I personally think the GPL 3, as it stands, needs some revisions before being finalized. Linus is a smart man and has pointed out one of the very real problems with the current draft. But to suggest that Linus is just an engineer, with no ideological concerns whatsoever is not quite right. He's not the zealot that RMS is, but he still has (legitimate) moral concerns (otherwise he wouldn't care what license gets used). As should we all, frankly.
Scenario A:
Alan signs a Linux binary with his private key "A". He makes available public key "a". Many Linux installations are set to refuse to run binarys which are not signed to match one of the public keys they have in their "trusted keys" file, which typically include Alan's key "a". I can run a modified binary as follows: Create my own key pair "C" and "c". Add public key "c" to my trusted keys file. Modify, compile the program, sign the binary with "C". The program now runs.
Scenario B:
BadCorp's box has DRM-like hardware which refuses to run any code not signed by BadCorp's private key B. They use a modified, signed copy of Linux as the OS. They make available the source of their modifications (which are pretty much specific to their hardware) but nobody else can modify the kernel running on a BadCorp box because they don't have key B.
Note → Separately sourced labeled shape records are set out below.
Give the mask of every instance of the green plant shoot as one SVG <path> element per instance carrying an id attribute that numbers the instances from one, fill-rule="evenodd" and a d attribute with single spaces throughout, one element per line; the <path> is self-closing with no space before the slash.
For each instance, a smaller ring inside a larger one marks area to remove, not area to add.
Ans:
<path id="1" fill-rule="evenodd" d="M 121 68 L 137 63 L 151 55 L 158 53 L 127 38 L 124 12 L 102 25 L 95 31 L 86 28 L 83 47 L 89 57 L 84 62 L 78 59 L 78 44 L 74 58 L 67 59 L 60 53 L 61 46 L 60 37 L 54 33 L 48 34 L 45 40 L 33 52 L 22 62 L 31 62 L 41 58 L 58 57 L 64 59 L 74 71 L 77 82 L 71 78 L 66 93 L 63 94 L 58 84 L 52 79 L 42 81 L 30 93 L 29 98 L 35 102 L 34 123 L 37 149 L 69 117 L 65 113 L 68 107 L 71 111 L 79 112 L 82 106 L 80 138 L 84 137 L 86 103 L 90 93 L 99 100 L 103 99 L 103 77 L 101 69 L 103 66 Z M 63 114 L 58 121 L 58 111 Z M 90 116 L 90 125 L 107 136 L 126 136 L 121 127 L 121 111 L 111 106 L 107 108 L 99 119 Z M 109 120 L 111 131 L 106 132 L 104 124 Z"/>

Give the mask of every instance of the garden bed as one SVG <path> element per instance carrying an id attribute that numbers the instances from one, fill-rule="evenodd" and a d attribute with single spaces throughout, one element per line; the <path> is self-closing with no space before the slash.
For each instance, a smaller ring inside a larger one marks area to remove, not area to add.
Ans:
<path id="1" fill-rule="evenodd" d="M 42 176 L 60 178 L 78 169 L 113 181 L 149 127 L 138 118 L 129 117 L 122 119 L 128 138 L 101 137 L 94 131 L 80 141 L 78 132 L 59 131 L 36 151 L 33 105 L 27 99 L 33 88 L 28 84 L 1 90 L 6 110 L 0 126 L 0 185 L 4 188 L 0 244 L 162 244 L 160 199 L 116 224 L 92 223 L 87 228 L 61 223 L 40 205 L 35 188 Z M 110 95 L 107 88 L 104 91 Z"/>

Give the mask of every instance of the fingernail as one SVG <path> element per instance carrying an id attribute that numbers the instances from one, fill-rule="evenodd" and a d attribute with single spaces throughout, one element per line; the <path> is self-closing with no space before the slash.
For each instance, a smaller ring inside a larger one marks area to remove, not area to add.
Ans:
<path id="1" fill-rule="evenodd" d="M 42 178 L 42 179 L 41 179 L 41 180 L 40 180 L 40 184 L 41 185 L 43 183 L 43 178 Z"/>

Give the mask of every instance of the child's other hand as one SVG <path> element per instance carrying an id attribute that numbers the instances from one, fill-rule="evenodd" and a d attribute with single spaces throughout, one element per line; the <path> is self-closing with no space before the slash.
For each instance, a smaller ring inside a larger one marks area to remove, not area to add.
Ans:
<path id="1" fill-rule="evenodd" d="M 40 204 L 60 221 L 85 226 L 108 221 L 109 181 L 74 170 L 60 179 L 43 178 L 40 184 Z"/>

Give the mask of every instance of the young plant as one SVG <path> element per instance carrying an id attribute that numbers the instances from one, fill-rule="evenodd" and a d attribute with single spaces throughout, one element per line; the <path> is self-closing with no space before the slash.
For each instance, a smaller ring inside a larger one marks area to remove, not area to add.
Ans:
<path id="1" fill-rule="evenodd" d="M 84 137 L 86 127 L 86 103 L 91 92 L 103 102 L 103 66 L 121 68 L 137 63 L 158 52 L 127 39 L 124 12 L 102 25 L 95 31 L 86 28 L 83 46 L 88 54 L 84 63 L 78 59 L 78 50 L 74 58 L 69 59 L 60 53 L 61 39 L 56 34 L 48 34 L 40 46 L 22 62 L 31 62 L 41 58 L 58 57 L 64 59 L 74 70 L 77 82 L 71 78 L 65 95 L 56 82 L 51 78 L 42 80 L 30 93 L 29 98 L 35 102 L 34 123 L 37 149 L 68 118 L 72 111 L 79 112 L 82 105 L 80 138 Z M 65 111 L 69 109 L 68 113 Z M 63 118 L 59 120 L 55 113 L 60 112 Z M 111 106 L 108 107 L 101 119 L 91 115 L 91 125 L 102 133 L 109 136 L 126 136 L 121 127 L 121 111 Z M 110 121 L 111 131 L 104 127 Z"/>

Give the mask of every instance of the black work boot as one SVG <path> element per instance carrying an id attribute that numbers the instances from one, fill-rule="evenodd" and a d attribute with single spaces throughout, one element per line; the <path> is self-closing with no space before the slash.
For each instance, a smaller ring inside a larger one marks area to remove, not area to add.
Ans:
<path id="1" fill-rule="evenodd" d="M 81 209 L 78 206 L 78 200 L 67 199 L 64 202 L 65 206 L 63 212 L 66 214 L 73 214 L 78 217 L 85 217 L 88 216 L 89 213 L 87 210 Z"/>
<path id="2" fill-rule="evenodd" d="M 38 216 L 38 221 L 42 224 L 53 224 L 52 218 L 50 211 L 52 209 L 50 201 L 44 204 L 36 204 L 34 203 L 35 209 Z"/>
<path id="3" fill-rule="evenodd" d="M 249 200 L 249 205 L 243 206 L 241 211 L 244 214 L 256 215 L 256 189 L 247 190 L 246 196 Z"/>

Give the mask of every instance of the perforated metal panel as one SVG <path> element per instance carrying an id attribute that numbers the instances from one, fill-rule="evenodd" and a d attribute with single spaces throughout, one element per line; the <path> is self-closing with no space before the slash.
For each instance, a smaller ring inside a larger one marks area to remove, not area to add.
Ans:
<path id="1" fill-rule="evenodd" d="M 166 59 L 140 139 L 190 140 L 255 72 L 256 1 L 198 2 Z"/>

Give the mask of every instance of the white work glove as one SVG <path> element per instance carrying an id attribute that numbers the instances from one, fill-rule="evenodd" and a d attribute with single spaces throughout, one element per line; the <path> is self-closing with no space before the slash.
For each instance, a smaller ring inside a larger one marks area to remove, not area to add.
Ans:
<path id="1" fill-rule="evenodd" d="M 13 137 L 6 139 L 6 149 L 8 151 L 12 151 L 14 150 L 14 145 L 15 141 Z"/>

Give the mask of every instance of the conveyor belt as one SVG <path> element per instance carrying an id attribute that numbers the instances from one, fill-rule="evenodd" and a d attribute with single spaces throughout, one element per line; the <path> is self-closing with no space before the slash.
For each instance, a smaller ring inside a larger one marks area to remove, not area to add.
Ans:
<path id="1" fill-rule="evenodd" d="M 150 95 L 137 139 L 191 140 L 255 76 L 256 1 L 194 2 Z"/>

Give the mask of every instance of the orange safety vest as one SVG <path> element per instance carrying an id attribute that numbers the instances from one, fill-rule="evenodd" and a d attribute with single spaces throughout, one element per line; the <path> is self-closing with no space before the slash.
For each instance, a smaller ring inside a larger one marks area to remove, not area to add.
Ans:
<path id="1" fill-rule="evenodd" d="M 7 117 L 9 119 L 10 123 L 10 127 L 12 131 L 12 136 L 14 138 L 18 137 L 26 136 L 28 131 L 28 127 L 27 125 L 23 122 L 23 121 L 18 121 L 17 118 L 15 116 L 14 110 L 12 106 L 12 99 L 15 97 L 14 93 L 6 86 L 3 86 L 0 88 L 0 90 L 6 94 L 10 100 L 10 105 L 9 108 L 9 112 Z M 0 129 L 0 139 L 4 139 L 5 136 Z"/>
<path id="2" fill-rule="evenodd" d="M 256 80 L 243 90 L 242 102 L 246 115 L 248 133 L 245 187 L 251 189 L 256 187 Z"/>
I think scenario B is what the GPL v3 language is trying to forbid, and scenario A is why GPL v3 doesn't require Alan's private key to be released. However, I'm not sure what happens in
Scenario C:
BadCorp produce a box which won't run unsigned code, and which only they can add keys to the trusted keys file. DastardlyCorp produce modified GPL programs for the BadCorp box, sign the binaries with key "D" and pay BadCorp to add key "d" to the trusted keys file. DastardlyCorp won't release key "D" - "It's our private key. Get BadCorp to add your key to the box if you want to modify stuff. It is their fault, not ours, that you can't run on their box." BadCorp says "Only if you pay us money. We aren't bound by the the GPL - we don't release any GPLed software." (And BadCorp and DastardlyCorp just happen to be owned by the same people.)
Scenario D:
As above, but BadCorp unilaterally add Alan's key "a" to the trusted keys list. Now Alan can recompile for the BadCorp box, but other people can't - but Alan did not want this situation to be.
How can the license force DastardlyCorp to release their key in scenario C, but not force Alan to release in scenario D?
Disclaimer - I am not a lawyer, I have not followed this controversy closely. Better informed comment is invited.
Quattuor res in hoc mundo sanctae sunt: libri, liberi, libertas et liberalitas.
So GPLV3 effectively prevents digital signatures from being used to determine if a binary may be from a source the user trusts!
No it doesn't. You can provide a digital signature that verifies that binary is from 'Bluehat' without the signature being required to run the binary.
The key difference here is that the former informs the user who is then free to make a decision about whether they want to trust a non-'Bluehat' binary, and the latter tells the consumeruser he isn't allowed to run a binary that's not from 'Bluehat'.